I received a B.S. from the University of Wisconsin in Madison in Mathematics, Physics, and Philosophy; a M.A. in Philosophy from SUNY, University at Buffalo; and a Ph.D. in Philosophy from Washington University in St. Louis.
Prior to graduate work in St. Louis, I served with the Peace Corps in Malawi where I taught mathematics and physical science at Bandawe Secondary School and, in a surprising twist, ended up lecturing philosophy at the University of Malawi. During my stint with the Peace Corps I also served as logistician for volunteer training programs and in various other administrative capacities.
While an undergraduate I spent a year as a philosophy exchange student at the University of Warwick in the UK. Later, while writing my PhD, I spent a year as a Fulbright Fellow in the Philosophy Program, and in the Social and Political Theory Program (which has seemingly now morphed into this) of the Research School of Social Sciences at the Australian National University. After finishing my PhD, I spent a year teaching in the Philosophy Department of Barnard College, Columbia University before spending thirteen wonderful years as a professor back at the University at Buffalo.

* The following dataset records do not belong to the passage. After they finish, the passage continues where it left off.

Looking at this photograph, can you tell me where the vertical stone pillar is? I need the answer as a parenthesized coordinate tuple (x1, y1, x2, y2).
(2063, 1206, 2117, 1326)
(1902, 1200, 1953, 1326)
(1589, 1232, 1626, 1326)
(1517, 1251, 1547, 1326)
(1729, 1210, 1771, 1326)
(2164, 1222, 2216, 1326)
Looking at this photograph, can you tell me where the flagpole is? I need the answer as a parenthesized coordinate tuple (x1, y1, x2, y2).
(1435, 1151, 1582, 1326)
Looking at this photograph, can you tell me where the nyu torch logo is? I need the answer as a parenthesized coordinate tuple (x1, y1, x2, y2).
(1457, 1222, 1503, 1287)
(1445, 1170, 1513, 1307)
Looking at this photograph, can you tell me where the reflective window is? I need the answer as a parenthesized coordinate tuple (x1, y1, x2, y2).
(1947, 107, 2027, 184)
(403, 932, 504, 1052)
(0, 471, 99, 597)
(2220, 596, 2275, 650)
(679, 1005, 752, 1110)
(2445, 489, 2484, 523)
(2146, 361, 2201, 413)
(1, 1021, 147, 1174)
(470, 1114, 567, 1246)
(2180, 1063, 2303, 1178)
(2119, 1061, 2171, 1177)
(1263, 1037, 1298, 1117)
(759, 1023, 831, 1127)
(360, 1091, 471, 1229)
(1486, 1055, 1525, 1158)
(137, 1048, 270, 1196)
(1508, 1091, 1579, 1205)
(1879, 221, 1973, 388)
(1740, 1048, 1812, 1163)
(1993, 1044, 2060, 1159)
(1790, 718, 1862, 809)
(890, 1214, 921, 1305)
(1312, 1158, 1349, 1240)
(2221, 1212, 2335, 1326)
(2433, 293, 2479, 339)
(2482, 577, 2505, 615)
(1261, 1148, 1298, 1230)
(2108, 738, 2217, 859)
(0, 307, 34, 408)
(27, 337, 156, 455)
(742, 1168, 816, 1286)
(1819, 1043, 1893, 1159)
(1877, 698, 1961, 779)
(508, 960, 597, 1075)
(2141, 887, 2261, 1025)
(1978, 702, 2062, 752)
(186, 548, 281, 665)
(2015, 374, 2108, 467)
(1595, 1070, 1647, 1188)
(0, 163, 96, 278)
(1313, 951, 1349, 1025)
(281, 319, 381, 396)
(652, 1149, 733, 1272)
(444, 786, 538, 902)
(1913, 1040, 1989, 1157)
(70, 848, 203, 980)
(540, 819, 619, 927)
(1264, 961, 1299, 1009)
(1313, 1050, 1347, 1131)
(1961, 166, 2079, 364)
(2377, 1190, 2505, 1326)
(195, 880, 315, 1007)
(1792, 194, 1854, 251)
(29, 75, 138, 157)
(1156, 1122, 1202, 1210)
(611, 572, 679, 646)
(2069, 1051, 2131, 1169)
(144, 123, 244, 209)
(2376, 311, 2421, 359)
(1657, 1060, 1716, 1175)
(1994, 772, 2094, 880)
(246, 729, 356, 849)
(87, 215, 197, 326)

I enjoy travel and hiking (being as fond of densely wooded low-lying areas and swampy tropical regions as the alpine areas more normally traversed by members and graduates of the National Outdoor Leadership School, of which I am a big fan and with which I have has been affiliated on a couple of occasions: OEC 07/24/00; WFR 01/03/23), I do a fair bit of trail running, and I am an avid martial artist (having been a practitioner of Kenpo Karate since the 1980s). Jennifer Enge-Shockley and I proudly hail from the great state of Wisconsin. Our son, Brady, is a Buffalonian by birth. But, now relocated in Fort Collins, all three of us have come to love and call home the high country of Colorado's Rocky Mountains.